Publicado: enero 7, 2026, 2:34 pm
El salario mínimo interprofesional (SMI) seguirá sin tributar también este 2026. Fuentes oficiales de Hacienda confirman que el ministerio está dispuesto a actualizar la deducción que impulsó el Gobierno en 2025 para evitar que el SMI pague IRPF y adaptarla al salario mínimo que se fije finalmente para 2026. Una retribución que el Ministerio de Trabajo ha propuesto este miércoles elevar un 3,1% hasta alcanzar los 1.221 euros brutos al mes en 14 pagas a jornada completa.
El secretario de Estado de Trabajo, Joaquín Pérez Rey, ya había adelantado que la subida del SMI propuesta asumía que esta renta seguiría sin pasar por la caja del IRPF también en 2026. Sin embargo, todavía faltaba por trascender la confirmación oficial del ministerio de Hacienda, que es el que tiene la competencia en materia fiscal.
De esta forma, queda despejada una de las grandes incógnitas que quedaban pendientes para definir el incremento del salario mínimo de cara a este año. El Ministerio de Trabajo manejaba una horquilla de subida de entre el 3,1 y el 4,7% para el salario mínimo, en función de si esta acababa pagando IRPF o no.

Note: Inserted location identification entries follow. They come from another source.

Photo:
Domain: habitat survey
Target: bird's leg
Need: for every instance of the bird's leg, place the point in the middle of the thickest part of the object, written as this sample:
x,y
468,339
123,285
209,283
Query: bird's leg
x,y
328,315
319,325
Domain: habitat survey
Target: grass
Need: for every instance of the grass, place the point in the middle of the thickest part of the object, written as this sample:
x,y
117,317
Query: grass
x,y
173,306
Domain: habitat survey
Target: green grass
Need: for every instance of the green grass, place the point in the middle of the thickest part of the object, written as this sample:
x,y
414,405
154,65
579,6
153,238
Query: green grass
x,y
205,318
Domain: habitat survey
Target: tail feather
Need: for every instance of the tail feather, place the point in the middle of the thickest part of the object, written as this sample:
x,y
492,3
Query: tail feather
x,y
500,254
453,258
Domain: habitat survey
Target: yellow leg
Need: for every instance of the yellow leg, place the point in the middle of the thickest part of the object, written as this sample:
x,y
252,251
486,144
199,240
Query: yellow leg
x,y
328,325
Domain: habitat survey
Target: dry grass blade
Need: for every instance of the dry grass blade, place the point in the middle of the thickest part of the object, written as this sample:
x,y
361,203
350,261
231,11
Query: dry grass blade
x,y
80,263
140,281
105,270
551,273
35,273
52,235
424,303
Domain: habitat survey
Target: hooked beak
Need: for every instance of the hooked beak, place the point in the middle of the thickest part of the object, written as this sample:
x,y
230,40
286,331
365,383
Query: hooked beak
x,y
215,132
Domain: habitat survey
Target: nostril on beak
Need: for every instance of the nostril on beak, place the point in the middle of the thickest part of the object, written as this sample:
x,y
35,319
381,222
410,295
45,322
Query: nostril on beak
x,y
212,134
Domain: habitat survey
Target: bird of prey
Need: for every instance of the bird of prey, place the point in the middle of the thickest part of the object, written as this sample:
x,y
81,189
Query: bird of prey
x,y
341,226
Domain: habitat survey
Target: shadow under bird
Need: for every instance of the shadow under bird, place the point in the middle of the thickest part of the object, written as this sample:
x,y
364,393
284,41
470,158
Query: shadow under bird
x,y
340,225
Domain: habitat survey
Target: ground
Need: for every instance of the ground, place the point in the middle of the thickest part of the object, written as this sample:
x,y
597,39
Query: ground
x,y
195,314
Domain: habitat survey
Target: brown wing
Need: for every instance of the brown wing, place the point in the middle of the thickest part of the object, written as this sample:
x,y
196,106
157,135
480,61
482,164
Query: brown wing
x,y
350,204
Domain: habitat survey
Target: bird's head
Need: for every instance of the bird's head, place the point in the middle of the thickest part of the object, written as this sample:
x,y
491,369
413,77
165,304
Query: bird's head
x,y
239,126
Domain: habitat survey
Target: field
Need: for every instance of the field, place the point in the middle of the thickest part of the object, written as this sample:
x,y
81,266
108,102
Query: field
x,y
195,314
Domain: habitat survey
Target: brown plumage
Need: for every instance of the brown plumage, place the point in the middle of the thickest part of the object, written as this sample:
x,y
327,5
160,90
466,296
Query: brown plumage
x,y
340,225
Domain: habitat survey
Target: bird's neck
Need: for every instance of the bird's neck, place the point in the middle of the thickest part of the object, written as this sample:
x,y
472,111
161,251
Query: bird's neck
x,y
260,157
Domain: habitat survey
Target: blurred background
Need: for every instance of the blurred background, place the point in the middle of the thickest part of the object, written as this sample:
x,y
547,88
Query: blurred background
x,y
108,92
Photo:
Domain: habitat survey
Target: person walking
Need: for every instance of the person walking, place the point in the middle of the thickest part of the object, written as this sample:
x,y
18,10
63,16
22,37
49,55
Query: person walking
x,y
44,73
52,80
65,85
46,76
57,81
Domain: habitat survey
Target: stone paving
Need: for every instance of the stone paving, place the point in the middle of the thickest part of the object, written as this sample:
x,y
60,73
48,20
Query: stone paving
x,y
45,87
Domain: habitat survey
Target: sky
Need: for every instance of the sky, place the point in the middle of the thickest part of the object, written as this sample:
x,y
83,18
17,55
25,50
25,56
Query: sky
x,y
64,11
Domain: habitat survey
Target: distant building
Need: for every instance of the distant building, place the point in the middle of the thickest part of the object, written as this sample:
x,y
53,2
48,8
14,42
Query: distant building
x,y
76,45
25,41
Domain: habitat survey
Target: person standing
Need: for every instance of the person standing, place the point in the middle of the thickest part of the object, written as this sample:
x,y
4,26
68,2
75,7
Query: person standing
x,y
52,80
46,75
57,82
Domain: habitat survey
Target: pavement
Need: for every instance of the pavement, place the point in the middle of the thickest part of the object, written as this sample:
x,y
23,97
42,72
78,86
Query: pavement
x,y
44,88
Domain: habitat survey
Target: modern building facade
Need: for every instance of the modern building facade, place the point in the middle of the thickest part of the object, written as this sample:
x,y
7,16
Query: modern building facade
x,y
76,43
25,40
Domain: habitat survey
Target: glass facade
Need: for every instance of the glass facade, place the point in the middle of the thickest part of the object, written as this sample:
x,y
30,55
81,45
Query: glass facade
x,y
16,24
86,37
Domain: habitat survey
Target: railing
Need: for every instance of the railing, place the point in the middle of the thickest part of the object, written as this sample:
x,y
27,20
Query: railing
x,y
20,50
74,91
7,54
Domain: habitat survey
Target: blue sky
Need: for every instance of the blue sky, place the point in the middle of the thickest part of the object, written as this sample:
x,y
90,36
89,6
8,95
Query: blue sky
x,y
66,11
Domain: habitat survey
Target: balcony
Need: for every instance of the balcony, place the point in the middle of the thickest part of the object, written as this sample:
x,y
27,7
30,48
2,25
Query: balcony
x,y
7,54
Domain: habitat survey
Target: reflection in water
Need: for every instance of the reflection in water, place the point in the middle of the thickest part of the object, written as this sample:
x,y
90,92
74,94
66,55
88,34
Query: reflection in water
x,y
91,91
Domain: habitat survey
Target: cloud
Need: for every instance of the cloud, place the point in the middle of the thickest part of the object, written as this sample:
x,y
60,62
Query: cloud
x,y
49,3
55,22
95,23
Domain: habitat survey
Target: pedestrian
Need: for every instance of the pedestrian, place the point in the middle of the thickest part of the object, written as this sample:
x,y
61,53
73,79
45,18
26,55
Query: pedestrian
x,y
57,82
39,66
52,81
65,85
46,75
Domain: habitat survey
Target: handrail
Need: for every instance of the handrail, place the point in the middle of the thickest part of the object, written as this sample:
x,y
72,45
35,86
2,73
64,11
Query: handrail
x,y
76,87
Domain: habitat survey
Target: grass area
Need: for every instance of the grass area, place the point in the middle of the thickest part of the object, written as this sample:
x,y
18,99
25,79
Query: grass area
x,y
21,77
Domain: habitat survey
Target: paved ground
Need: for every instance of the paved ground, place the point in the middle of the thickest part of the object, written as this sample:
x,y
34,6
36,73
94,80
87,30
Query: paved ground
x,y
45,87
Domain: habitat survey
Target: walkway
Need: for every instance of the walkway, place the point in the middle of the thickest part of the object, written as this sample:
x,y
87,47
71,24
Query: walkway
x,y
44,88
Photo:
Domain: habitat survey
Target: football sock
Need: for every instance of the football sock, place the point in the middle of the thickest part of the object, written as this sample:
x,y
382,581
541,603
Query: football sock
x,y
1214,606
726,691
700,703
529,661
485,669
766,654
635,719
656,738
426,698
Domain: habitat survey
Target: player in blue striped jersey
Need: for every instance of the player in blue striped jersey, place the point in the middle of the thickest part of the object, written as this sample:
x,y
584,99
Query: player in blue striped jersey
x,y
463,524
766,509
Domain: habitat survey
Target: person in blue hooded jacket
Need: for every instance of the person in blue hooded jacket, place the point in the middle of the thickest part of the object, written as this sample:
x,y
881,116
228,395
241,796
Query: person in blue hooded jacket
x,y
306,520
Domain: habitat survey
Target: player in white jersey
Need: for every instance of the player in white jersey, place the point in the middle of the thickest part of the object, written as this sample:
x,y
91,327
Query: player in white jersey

Finalmente, el ministerio que dirige Yolanda Díaz se ha decantado por la cifra más baja del umbral que manejaban los expertos designados por Trabajo, una propuesta sobre la que ahora tendrán que pronunciarse los órganos ejecutivos de los sindicatos y el sector empresarial. El 3,1% se acerca más al 1,5% de incremento del SMI que pide la patronal que el 7,5% que reclamaban los sindicatos, que ya señalaron que están dispuestos a rebajar sus exigencias para alcanzar un acuerdo.

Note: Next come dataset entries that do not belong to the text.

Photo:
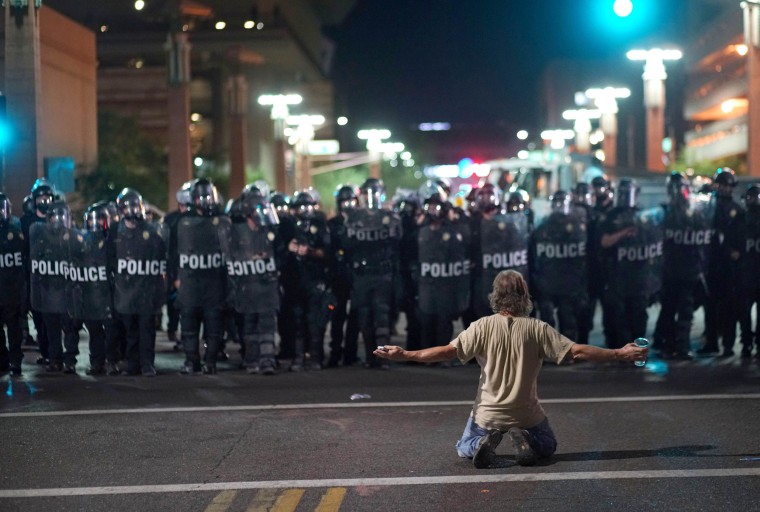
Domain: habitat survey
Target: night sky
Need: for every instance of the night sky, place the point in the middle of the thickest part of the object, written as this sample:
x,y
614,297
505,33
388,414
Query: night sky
x,y
401,62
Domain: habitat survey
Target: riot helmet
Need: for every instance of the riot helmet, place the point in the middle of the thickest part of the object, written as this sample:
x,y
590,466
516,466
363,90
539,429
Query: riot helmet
x,y
131,205
602,191
6,208
183,194
58,215
97,217
304,205
627,193
562,202
724,182
372,193
43,195
583,194
408,205
280,203
517,201
346,198
488,198
205,197
679,188
28,205
256,207
752,197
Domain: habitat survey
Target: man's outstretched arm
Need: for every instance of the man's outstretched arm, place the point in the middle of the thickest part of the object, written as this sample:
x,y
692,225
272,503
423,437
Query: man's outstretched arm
x,y
426,355
630,352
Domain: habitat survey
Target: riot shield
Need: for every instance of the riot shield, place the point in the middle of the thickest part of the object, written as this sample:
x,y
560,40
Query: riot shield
x,y
89,284
202,273
12,273
637,260
252,285
559,249
48,257
140,270
444,270
504,243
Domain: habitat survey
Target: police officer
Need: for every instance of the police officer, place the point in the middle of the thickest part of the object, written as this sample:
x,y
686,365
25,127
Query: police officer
x,y
559,265
344,324
724,271
500,242
13,260
35,211
371,238
170,222
138,263
305,279
751,268
49,256
91,297
632,252
408,209
197,264
688,236
444,272
251,252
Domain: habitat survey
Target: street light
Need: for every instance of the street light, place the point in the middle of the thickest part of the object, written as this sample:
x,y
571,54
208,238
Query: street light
x,y
557,138
279,112
305,127
605,100
582,126
654,99
374,138
752,41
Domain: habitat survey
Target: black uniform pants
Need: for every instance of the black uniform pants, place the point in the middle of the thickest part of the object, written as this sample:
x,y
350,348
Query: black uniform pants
x,y
213,328
102,347
11,320
63,343
344,325
258,338
628,317
678,299
371,296
141,341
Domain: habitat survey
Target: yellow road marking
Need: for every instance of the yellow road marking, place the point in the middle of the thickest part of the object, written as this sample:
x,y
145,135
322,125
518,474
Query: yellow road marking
x,y
263,501
222,501
331,500
288,501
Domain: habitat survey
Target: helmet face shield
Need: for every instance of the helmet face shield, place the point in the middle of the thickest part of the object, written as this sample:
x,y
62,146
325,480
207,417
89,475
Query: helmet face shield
x,y
562,202
59,215
5,208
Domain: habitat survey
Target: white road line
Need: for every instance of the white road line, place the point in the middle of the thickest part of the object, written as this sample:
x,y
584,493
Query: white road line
x,y
354,482
363,405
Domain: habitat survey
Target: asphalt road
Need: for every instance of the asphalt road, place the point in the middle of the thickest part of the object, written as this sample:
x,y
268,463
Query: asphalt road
x,y
670,436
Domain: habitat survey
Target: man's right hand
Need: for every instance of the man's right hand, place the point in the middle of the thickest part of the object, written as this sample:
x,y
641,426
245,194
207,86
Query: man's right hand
x,y
631,352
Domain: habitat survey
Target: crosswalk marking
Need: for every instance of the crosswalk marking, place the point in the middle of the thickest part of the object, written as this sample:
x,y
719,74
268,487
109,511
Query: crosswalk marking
x,y
365,405
331,500
263,501
222,501
288,501
298,485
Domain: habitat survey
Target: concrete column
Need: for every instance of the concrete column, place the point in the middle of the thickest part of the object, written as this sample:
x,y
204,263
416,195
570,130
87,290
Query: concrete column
x,y
752,40
23,161
180,158
237,101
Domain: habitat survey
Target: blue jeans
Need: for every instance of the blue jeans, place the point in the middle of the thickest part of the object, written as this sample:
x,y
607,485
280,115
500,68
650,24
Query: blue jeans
x,y
541,439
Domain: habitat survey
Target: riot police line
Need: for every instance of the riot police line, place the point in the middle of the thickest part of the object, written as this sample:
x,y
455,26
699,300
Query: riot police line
x,y
270,267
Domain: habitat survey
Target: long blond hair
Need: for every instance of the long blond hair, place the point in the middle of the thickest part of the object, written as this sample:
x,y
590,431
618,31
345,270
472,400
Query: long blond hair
x,y
510,294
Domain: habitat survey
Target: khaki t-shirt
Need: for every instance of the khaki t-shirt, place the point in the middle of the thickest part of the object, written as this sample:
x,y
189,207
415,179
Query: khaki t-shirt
x,y
510,351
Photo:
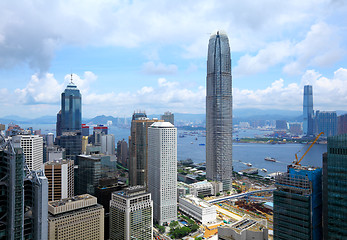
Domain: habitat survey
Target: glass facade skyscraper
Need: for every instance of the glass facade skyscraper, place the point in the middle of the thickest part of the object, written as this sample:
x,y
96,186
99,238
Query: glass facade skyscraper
x,y
219,111
335,188
71,108
308,111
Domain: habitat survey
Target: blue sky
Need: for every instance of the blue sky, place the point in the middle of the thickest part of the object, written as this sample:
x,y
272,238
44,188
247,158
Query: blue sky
x,y
151,55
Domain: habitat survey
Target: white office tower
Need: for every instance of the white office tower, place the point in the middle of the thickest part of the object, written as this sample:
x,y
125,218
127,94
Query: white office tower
x,y
108,144
162,171
131,214
32,146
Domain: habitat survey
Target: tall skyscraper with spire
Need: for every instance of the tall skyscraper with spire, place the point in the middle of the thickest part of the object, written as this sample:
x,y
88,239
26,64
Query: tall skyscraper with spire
x,y
308,111
71,108
219,110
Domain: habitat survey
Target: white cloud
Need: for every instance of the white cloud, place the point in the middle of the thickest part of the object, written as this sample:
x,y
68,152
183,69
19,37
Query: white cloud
x,y
328,93
158,69
31,31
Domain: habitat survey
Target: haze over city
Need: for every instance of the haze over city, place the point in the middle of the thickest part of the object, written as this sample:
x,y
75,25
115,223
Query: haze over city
x,y
128,55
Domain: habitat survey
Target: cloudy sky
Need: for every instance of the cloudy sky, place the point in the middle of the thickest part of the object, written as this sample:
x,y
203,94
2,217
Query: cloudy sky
x,y
151,55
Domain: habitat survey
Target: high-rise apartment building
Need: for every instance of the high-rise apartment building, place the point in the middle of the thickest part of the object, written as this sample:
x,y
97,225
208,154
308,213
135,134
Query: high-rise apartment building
x,y
162,170
60,175
11,187
219,111
131,214
342,124
80,217
298,204
308,111
326,121
122,152
335,188
168,117
32,146
138,149
71,108
108,144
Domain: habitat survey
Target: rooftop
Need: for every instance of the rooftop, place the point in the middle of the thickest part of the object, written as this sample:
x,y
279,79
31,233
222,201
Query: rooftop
x,y
162,125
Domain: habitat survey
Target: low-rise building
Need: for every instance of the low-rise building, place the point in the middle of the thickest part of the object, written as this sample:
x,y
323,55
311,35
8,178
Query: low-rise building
x,y
245,229
198,209
79,217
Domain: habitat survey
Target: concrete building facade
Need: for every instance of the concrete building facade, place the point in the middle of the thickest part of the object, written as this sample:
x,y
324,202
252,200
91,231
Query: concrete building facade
x,y
131,214
162,169
80,217
60,175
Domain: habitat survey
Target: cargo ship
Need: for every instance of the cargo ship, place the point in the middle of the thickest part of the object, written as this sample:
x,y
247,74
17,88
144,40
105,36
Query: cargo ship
x,y
270,159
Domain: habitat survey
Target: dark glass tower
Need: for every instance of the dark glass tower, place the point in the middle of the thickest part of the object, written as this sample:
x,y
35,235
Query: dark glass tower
x,y
71,108
219,110
308,111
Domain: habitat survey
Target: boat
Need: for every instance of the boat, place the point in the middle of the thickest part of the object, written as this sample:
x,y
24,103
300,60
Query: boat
x,y
270,159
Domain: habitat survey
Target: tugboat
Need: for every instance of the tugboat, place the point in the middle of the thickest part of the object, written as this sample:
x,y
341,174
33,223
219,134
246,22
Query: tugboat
x,y
270,159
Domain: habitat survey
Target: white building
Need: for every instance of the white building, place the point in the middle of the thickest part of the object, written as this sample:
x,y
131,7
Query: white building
x,y
32,146
131,214
108,144
198,209
162,171
60,174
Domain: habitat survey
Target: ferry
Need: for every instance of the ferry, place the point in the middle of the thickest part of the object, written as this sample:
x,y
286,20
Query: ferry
x,y
270,159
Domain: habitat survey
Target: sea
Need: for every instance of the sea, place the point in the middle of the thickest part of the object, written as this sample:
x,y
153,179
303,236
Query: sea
x,y
192,146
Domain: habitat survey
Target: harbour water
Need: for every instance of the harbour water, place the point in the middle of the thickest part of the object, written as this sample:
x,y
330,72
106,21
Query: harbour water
x,y
192,146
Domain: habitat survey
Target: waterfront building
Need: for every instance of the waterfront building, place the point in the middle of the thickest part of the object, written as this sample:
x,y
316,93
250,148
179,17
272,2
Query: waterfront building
x,y
342,124
281,125
295,129
308,111
108,144
335,188
11,186
71,108
79,217
162,170
219,111
198,209
58,124
122,152
60,175
36,205
168,117
326,121
298,204
244,229
138,149
54,153
131,214
32,146
85,130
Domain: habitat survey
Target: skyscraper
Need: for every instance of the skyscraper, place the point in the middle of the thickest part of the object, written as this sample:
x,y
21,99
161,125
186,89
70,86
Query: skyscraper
x,y
308,111
131,214
32,146
162,171
71,108
335,188
11,187
219,111
138,148
298,204
60,175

La intención del Gobierno es que la subida del SMI se dirima en los próximos días para no dilatar en exceso la negociación. Una percepción compartida por el Ministerio de Trabajo, que todavía no pierde la esperanza de lograr un acuerdo que incluya también a la patronal.

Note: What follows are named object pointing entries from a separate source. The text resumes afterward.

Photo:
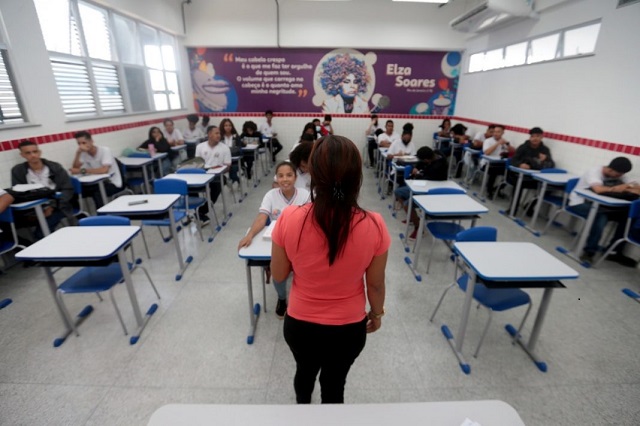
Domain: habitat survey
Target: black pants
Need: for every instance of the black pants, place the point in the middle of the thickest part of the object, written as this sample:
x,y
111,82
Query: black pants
x,y
328,349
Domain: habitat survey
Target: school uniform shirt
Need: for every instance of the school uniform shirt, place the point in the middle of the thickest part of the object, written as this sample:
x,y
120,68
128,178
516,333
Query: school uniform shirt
x,y
398,146
274,201
218,155
394,137
103,158
593,177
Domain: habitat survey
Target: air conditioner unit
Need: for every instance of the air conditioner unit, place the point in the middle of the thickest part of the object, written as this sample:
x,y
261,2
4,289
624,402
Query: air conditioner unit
x,y
492,13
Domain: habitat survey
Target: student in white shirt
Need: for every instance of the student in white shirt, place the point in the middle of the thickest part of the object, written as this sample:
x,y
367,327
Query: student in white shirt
x,y
215,154
266,129
94,160
273,203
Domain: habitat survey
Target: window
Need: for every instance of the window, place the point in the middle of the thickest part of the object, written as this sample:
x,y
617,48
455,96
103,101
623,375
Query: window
x,y
105,63
10,108
567,43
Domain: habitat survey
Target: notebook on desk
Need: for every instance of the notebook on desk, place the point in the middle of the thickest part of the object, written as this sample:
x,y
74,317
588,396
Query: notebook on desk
x,y
269,230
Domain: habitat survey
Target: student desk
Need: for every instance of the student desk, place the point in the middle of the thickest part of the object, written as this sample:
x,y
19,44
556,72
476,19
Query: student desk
x,y
447,207
257,254
485,175
596,201
157,206
444,413
508,264
88,180
36,205
87,246
558,181
200,182
421,187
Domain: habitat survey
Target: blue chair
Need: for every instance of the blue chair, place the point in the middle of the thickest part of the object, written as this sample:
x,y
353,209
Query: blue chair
x,y
445,231
563,207
98,279
632,220
182,210
494,299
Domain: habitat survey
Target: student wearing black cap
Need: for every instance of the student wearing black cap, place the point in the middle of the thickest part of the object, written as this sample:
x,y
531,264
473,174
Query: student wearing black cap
x,y
600,180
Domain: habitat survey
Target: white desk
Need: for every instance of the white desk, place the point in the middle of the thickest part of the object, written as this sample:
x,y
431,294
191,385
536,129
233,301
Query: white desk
x,y
449,206
454,413
86,245
157,205
87,180
200,182
522,264
418,187
596,201
257,254
558,180
483,186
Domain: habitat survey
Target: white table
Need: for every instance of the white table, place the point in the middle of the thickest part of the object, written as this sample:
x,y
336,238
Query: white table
x,y
200,182
87,246
257,254
449,206
483,186
453,413
420,187
87,180
156,205
596,201
558,181
509,264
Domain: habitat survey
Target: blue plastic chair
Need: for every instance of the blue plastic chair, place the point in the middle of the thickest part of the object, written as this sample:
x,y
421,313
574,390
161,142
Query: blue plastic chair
x,y
494,299
97,279
185,207
634,215
445,231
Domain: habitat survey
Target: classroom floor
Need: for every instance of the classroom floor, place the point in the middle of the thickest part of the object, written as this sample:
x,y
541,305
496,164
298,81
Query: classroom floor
x,y
194,349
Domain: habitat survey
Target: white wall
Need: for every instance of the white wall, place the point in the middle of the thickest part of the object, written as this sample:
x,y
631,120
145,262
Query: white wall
x,y
594,97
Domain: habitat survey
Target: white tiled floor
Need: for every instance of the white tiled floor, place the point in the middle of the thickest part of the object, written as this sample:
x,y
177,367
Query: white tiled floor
x,y
194,349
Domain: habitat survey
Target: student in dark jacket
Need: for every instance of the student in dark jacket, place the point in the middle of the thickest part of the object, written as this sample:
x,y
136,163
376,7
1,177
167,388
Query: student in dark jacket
x,y
37,170
534,155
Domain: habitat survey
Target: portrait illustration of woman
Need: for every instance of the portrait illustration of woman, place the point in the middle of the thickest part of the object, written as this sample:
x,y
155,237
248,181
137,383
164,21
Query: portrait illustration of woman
x,y
345,79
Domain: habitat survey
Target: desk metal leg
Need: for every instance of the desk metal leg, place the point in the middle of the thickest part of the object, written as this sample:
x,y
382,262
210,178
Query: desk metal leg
x,y
535,332
456,345
254,310
586,229
183,264
413,265
140,321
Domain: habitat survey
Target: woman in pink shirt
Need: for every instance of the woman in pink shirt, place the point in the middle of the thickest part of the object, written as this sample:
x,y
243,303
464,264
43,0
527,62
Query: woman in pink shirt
x,y
338,253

Para tratar de atraer a los empresarios al acuerdo, el departamento de Díaz se ha comprometido a presionar para cambiar la ley que impide que las empresas que contratan con la administración puedan repercutir los costes que les supone la subida del salario mínimo. Una iniciativa que Hacienda tradicionalmente no ha visto con buenos ojos.
La fórmula: adaptar la deducción en el IRPF
El departamento que dirige María Jesús Montero ya había adelantado en diciembre que se estaba estudiando la posibilidad de adaptar la deducción creada específicamente para evitar la tributación del SMI el año pasado. Este beneficio fiscal se aprobó por ley en junio de 2025 y se plasmó en forma de una deducción de 340 euros para todos los contribuyentes con rendimientos del trabajo inferiores a 16.576 euros anuales (la cuantía del SMI que ha estado vigente en 2025).
Para que el salario mínimo siga sin tributar, sería necesario modificar la ley para elevar ese umbral hasta el SMI que se fije en 2026 (17.094 euros brutos anuales si la subida final asciende al 3,1%) y elevar la cuantía de la deducción. En consecuencia, la iniciativa tendría que pasar por el Congreso de los Diputados, donde el Gobierno está teniendo muy difícil armar mayorías. Sin embargo, la no tributación del salario mínimo es una cuestión que genera bastante consenso dentro del arco parlamentario.
La consecuencia de hacerlo por esta vía y no elevando el mínimo a partir del cual es obligatorio abonar retenciones a la Agencia Tributaria es que los trabajadores beneficiados por la subida tendrán que esperar a presentar la declaración de la renta para poder beneficiarse de ella. Mes a mes, su empleador les seguirá reteniendo el IRPF correspondiente, que después se les devolverá cuando hagan la declaración de 2026 (a partir de abril de 2027).